Posts Tagged ‘food’

TTC? Should you change your diet?

Wednesday, March 8th, 2017

woman having breakfastIf you’re trying to conceive (TTC) or thinking about getting pregnant soon, don’t wait until you get a positive pregnancy test to make changes to your diet and lifestyle. Start now.

Did you know that when you get a positive pregnancy test result, you’re already 3 – 4 weeks pregnant? This is why you should treat your body as if you are already pregnant when you are trying to conceive.

Not sure where to begin? Here’s your cheat sheet:

  • Include a multivitamin on your grocery shopping list. Taking a daily multivitamin that contains 400 micrograms of folic acid BEFORE and early in pregnancy can help prevent neural tube defects (birth defects of the brain and spine) in your baby. Don’t wait until you are pregnant – start taking a multivitamin now. When you become pregnant switch to a daily prenatal vitamin with 600 mcg of folic acid.
  • Here’s more to put on your shopping list: grains, vegetables, fruits, milk products and proteins. Go ahead and make your plate all the colors of the rainbow.

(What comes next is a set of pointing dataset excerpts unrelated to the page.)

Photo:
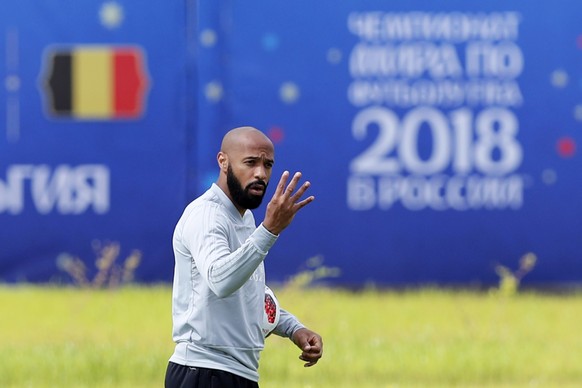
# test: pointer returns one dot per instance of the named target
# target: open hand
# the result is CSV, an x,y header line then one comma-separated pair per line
x,y
286,202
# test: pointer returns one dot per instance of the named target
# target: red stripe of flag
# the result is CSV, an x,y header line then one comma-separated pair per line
x,y
129,83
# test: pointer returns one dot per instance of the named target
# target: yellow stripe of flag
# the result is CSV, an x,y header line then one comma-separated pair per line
x,y
92,82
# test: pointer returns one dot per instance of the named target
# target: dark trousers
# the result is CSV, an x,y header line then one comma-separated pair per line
x,y
181,376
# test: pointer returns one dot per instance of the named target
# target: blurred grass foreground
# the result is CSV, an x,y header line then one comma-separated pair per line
x,y
71,337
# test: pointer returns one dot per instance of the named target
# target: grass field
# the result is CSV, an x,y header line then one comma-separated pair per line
x,y
67,337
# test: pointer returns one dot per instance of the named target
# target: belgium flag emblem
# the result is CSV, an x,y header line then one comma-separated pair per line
x,y
90,82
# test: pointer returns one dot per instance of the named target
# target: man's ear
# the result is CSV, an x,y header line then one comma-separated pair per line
x,y
222,159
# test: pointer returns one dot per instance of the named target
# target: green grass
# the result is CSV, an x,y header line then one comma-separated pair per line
x,y
66,337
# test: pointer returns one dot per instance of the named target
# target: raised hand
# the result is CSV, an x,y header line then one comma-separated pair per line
x,y
286,202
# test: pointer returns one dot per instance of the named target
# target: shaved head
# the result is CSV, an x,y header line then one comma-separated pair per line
x,y
243,136
245,159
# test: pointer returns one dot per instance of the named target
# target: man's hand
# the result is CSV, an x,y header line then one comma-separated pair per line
x,y
311,345
285,203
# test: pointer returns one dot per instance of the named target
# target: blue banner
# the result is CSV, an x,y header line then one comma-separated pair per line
x,y
441,139
93,143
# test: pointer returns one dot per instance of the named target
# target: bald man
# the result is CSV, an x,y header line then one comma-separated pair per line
x,y
218,300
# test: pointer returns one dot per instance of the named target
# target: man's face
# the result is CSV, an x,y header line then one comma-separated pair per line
x,y
249,197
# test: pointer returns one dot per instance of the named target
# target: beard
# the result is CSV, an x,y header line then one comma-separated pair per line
x,y
242,197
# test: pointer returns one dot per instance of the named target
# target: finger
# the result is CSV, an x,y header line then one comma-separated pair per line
x,y
293,183
305,202
302,190
309,361
281,185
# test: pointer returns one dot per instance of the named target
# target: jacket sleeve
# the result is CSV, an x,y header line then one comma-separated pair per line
x,y
206,235
287,325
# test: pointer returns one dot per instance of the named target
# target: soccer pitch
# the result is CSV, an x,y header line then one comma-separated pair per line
x,y
70,337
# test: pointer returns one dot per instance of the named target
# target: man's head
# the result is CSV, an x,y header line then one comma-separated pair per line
x,y
245,159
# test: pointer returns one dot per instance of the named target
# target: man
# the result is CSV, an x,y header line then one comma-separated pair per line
x,y
219,278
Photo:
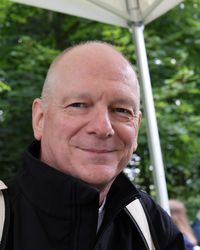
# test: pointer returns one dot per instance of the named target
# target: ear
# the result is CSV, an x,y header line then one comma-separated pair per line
x,y
137,128
37,118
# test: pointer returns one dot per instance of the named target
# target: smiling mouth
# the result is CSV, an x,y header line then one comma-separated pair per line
x,y
97,151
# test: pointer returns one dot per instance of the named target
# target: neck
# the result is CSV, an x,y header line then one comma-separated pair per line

See our guide for details and a sample menu.
  • Cut out alcohol, cigarettes, e-cigs, marijuana and street drugs. These items can be harmful to your baby during pregnancy. By cutting them out now, you don’t have to worry about them when you become pregnant.
  • Talk to your provider about all of the medications you are currently taking to see if any need to be switched to one that is safe to take during pregnancy. Never go off a prescription medication without speaking with your health care provider first.
  • Start limiting your fish and caffeine intake. Eat 8 to 12 ounces a week of fish low in mercury such as shrimp, salmon, Pollock, catfish and canned light tuna or 6 ounces a week of albacore (white) tuna. Limit your caffeine to 200 milligrams a day; this is the amount in 1½ 8-ounce cups of coffee or one 12-ounce cup of coffee. And be sure to read labels on your food products for added caffeine.
  • Stay away from: raw or under cooked meat and eggs, raw fish and all shark, swordfish, king mackerel and tilefish. Don’t eat refrigerated pâtés or meat spreads, raw sprouts and herbal products like pills and teas. Avoid all unpasteurized products, which may include juice, milk and soft cheeses. See our complete list of foods to avoid.
  • Healthy foods can get expensive; read our guide to food shopping on a budget.

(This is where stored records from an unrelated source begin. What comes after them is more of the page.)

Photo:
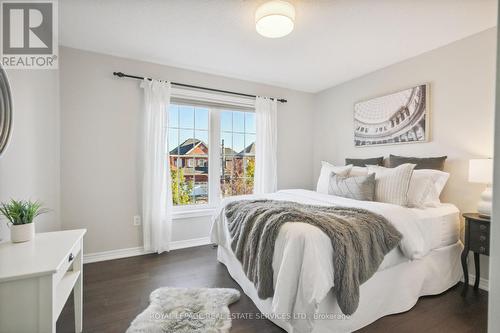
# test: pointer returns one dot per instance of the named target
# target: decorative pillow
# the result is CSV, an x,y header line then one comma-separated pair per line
x,y
362,162
426,187
358,171
324,175
357,187
391,185
436,163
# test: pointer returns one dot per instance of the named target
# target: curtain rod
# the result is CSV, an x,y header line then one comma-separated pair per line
x,y
121,74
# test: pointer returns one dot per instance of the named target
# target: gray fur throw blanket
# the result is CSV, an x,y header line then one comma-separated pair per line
x,y
360,240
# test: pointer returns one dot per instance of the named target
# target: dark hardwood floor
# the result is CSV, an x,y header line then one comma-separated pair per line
x,y
116,291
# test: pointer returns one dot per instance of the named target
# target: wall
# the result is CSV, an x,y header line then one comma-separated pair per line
x,y
29,168
100,124
494,291
461,77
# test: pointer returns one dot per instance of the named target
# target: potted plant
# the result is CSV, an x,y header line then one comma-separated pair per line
x,y
21,215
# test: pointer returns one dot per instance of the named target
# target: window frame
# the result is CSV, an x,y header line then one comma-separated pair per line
x,y
215,103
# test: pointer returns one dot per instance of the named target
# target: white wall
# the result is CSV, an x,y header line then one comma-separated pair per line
x,y
494,291
29,168
100,124
462,87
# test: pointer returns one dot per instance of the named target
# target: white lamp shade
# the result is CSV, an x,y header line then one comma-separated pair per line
x,y
481,171
275,19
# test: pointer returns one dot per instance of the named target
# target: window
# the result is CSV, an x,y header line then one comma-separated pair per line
x,y
201,174
237,142
188,148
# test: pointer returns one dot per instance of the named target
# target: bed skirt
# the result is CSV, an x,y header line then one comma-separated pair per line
x,y
393,290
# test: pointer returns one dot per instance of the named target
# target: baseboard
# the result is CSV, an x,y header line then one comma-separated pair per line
x,y
138,251
483,283
189,243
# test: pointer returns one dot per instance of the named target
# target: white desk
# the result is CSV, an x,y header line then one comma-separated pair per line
x,y
36,279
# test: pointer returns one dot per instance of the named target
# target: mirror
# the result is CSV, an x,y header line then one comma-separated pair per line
x,y
5,110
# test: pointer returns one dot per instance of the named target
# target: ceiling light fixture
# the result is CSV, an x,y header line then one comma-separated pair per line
x,y
275,19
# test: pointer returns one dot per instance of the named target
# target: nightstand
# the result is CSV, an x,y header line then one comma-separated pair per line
x,y
477,240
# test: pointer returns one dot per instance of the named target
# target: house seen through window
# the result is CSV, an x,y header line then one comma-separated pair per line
x,y
189,137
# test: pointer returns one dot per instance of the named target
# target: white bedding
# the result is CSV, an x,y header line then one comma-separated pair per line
x,y
302,261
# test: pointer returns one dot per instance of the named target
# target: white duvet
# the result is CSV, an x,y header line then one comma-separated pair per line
x,y
302,261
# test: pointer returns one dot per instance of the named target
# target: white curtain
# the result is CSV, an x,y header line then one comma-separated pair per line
x,y
156,186
266,146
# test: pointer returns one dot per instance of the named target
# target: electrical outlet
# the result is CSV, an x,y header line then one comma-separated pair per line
x,y
137,220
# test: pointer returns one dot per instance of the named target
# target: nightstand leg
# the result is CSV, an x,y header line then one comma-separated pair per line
x,y
478,273
466,271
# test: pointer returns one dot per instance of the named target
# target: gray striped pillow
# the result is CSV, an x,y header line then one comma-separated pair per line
x,y
357,187
391,184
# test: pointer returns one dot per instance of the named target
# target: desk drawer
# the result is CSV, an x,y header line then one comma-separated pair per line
x,y
75,251
480,238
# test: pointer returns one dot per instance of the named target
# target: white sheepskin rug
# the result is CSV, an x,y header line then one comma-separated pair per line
x,y
186,310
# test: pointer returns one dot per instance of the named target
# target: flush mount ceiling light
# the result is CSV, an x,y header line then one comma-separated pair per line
x,y
275,19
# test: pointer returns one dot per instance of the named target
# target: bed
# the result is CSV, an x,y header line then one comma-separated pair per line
x,y
427,262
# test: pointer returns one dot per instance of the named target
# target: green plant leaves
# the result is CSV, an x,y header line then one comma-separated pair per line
x,y
20,211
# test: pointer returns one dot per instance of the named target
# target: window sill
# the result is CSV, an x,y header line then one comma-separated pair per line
x,y
192,213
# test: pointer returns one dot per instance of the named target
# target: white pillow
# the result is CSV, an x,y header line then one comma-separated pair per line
x,y
391,184
358,171
425,187
326,171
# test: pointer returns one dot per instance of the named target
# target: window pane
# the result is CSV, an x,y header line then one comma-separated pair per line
x,y
250,122
237,153
225,186
203,137
186,116
239,121
200,190
173,141
189,154
185,137
201,118
238,142
249,144
226,121
173,116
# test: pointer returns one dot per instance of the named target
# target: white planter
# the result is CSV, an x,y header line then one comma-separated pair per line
x,y
22,232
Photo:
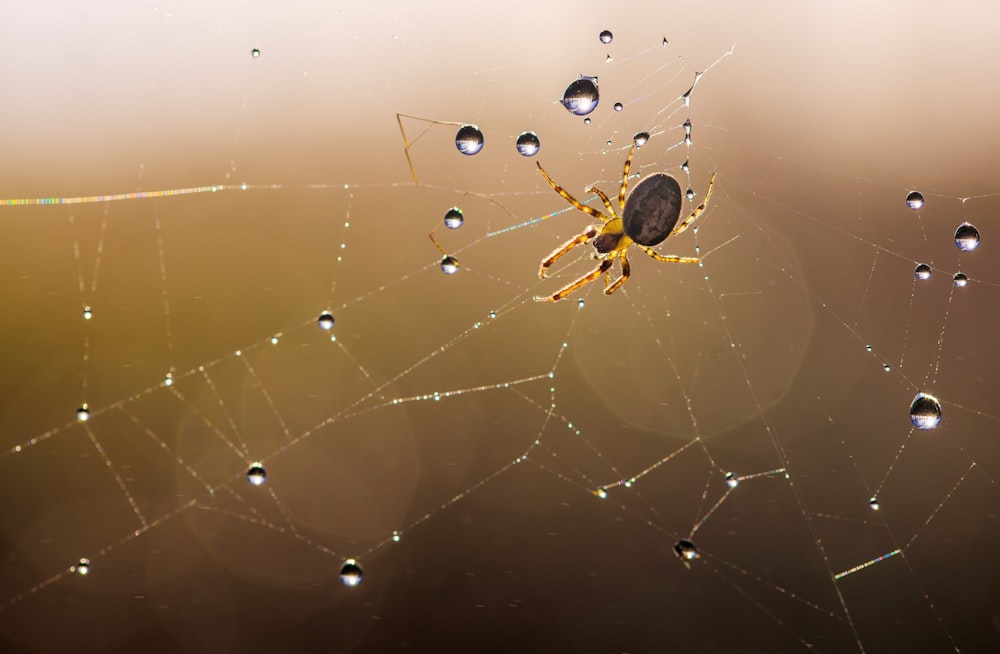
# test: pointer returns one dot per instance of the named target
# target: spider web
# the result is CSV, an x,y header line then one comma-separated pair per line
x,y
518,472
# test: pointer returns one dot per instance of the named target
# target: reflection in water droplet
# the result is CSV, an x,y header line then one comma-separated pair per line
x,y
528,144
350,573
453,218
256,474
325,320
449,265
966,237
469,140
581,96
925,411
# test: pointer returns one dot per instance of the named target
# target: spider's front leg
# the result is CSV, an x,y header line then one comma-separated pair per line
x,y
584,236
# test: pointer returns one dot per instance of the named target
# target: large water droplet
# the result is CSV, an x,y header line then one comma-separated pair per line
x,y
925,411
469,140
581,96
528,144
449,265
453,218
256,474
966,237
350,573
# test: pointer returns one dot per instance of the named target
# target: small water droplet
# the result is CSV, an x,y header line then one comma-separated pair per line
x,y
350,573
256,474
925,411
449,265
453,218
469,140
325,321
581,96
966,237
528,144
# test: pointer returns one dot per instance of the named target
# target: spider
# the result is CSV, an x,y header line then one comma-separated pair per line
x,y
648,216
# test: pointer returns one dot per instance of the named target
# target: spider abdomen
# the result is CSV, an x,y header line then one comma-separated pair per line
x,y
652,209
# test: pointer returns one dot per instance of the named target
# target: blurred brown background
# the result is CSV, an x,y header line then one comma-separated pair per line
x,y
818,123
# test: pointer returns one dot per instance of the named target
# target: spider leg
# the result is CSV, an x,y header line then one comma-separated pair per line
x,y
585,236
626,271
668,258
590,211
697,212
586,279
604,199
628,167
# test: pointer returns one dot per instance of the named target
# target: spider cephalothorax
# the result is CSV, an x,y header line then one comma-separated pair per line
x,y
646,218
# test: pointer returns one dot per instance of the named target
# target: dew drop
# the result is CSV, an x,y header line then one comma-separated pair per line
x,y
449,265
914,200
325,321
966,237
350,573
256,474
528,144
453,218
581,96
925,411
469,140
686,550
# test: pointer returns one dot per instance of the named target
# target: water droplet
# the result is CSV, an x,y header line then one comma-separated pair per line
x,y
581,96
925,411
469,140
686,550
449,265
325,320
528,144
350,573
966,237
453,218
256,474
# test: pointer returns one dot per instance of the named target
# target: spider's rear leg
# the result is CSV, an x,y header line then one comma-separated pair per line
x,y
584,236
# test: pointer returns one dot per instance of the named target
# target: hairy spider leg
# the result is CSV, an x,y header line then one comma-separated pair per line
x,y
586,279
697,212
590,211
583,237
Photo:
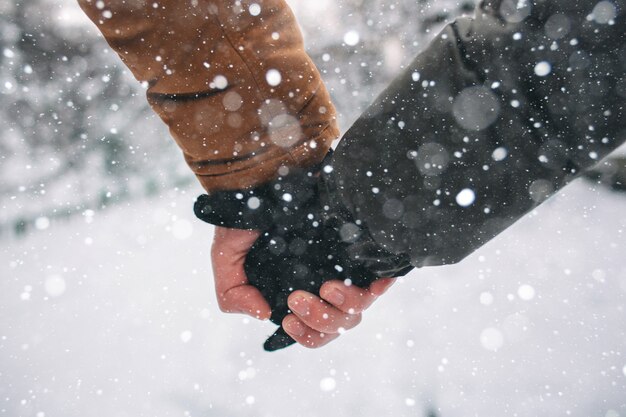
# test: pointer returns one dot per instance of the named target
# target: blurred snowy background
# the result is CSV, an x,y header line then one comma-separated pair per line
x,y
106,299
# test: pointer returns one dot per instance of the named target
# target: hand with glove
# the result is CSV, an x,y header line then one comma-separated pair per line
x,y
245,104
495,116
339,307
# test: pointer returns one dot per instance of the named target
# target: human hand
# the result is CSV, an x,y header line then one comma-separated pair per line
x,y
319,322
234,293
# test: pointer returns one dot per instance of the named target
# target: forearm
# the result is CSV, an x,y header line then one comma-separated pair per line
x,y
499,113
233,83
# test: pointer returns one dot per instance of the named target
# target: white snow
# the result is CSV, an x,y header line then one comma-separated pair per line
x,y
114,342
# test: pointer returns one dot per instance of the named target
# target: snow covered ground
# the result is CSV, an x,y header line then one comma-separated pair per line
x,y
113,314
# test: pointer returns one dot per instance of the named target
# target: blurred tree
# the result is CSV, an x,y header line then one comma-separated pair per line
x,y
75,125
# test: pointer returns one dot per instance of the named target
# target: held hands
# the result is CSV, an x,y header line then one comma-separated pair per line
x,y
315,321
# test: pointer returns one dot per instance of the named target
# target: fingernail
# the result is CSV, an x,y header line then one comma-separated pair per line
x,y
336,297
300,306
294,327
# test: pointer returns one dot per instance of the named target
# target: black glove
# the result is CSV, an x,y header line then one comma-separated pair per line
x,y
306,240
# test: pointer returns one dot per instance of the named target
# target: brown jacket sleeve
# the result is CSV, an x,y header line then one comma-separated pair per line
x,y
231,79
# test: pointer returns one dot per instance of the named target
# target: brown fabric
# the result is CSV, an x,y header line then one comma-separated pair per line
x,y
209,65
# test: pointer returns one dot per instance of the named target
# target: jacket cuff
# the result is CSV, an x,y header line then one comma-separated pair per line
x,y
267,205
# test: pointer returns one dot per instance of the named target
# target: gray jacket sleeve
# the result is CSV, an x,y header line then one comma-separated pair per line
x,y
500,112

Remember, as you’re trying to conceive, treat your body like you are already pregnant. Making healthy choices now will give you a great start once you become pregnant.

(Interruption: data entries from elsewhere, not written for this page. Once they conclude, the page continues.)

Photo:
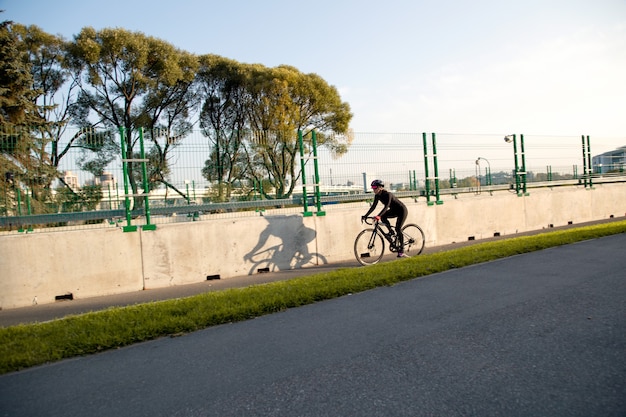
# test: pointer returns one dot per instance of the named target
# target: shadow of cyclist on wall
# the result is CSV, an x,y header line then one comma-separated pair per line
x,y
283,245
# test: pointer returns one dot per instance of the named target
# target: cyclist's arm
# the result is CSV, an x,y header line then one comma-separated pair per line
x,y
372,207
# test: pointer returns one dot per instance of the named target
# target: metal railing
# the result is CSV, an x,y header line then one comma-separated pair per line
x,y
46,192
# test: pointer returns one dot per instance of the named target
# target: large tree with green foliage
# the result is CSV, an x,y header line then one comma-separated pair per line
x,y
255,112
18,115
129,80
223,119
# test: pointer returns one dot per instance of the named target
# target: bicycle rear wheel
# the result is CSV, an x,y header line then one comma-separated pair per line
x,y
414,239
369,247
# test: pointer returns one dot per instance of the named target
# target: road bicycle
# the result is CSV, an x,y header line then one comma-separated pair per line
x,y
369,245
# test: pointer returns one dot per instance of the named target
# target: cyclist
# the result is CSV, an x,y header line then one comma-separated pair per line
x,y
393,207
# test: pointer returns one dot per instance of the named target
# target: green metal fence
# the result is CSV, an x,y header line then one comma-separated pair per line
x,y
88,179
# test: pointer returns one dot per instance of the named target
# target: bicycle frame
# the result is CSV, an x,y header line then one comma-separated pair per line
x,y
369,245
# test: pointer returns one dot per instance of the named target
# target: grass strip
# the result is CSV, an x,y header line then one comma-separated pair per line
x,y
28,345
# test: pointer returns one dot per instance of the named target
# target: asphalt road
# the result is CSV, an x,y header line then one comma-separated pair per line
x,y
539,334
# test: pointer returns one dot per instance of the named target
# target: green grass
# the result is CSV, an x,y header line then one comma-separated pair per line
x,y
24,346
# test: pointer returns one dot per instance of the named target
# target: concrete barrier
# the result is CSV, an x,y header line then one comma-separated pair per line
x,y
41,267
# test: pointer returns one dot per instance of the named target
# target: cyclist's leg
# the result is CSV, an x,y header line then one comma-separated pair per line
x,y
399,223
385,220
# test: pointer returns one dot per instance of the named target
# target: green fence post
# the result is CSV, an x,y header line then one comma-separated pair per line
x,y
523,173
306,213
517,168
146,186
129,227
590,168
318,195
427,182
19,207
584,162
435,165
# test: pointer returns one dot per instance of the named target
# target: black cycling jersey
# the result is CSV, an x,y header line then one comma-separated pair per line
x,y
392,205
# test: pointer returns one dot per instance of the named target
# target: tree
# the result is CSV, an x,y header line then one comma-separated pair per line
x,y
223,121
124,79
18,113
283,101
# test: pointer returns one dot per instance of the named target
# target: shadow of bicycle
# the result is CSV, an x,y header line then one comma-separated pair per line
x,y
283,245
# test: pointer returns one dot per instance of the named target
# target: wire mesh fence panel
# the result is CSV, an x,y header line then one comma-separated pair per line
x,y
74,178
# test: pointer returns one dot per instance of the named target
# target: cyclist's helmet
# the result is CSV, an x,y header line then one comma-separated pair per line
x,y
377,183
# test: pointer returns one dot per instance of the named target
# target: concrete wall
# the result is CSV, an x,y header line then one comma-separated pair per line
x,y
38,267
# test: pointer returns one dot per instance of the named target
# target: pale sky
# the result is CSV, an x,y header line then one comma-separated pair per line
x,y
543,67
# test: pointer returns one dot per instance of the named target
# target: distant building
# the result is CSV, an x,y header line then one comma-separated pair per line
x,y
71,180
107,180
612,161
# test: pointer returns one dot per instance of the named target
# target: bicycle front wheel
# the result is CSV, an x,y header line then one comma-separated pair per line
x,y
369,247
414,239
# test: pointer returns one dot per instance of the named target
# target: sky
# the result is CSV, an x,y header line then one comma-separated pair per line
x,y
542,67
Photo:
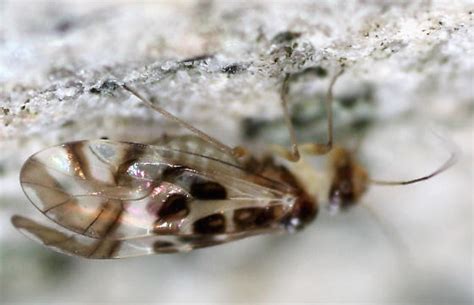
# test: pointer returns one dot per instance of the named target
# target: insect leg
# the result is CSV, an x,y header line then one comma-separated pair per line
x,y
236,151
310,148
320,148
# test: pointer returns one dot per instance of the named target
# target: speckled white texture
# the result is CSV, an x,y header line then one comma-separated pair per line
x,y
416,55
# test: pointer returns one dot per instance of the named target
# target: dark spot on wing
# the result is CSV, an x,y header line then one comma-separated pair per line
x,y
163,246
175,207
208,190
212,224
246,218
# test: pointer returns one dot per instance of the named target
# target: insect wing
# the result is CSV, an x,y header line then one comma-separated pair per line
x,y
70,243
89,186
153,198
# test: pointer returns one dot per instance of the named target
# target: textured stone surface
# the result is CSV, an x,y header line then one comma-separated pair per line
x,y
219,65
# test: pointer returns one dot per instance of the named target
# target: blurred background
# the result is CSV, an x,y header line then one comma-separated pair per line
x,y
408,76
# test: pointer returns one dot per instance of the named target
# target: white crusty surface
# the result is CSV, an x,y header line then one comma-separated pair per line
x,y
414,56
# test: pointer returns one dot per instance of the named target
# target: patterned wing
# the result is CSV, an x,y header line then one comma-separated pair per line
x,y
107,191
70,243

Satisfying those pregnancy cravings

Friday, March 25th, 2016

SaladAs the temperature rises here on the east coast, I can’t help but think of warm weather and yummy summer foods like ice cream. But while enjoying your cone this season, remember that nutrition is important, especially if you are pregnant or thinking about becoming pregnant.

This month is National Nutrition Month, and this year the theme is to savor the flavor of eating right. The Academy of Nutrition and Dietetics raises awareness that no one diet is right for everyone. By keeping your lifestyle in mind and focusing on foods and traditions that appeal to you, you can find an eating plan that works for you.

So what does this mean for pregnant women?

Lots of women have food cravings during pregnancy. And it’s usually okay to satisfy those cravings as long as what you eat is safe and you don’t overdo it.

You may have heard that you should be eating from the five food groups: grains, veggies, fruits, milk products and proteins, but what about when you get cravings for crunchy foods and you reach for the potato chips?

Here are some tips:

  • Eat what you crave, but in small amounts. Eating too much of something sweet, spicy or salty can cause problems, such as heartburn or gaining too much weight.
  • Work your cravings to your advantage. If you are craving a crunch, see if some carrots or an apple will satisfy your craving before you reach for the chip bag. Or at least buy the reduced fat kind of chips.
  • Buy single servings instead of in bulk. If you are ready to enjoy some ice-cream, go to your local ice cream shop for a scoop instead of buying a container at the grocery store.
  • Plan your day’s snacks ahead of time. This will help you know what and when you are going to eat between meals and will keep you away from unhealthy convenience foods in a vending machine.
  • If you are trying to stay away from your craving, try distracting yourself by going for a walk or calling a friend.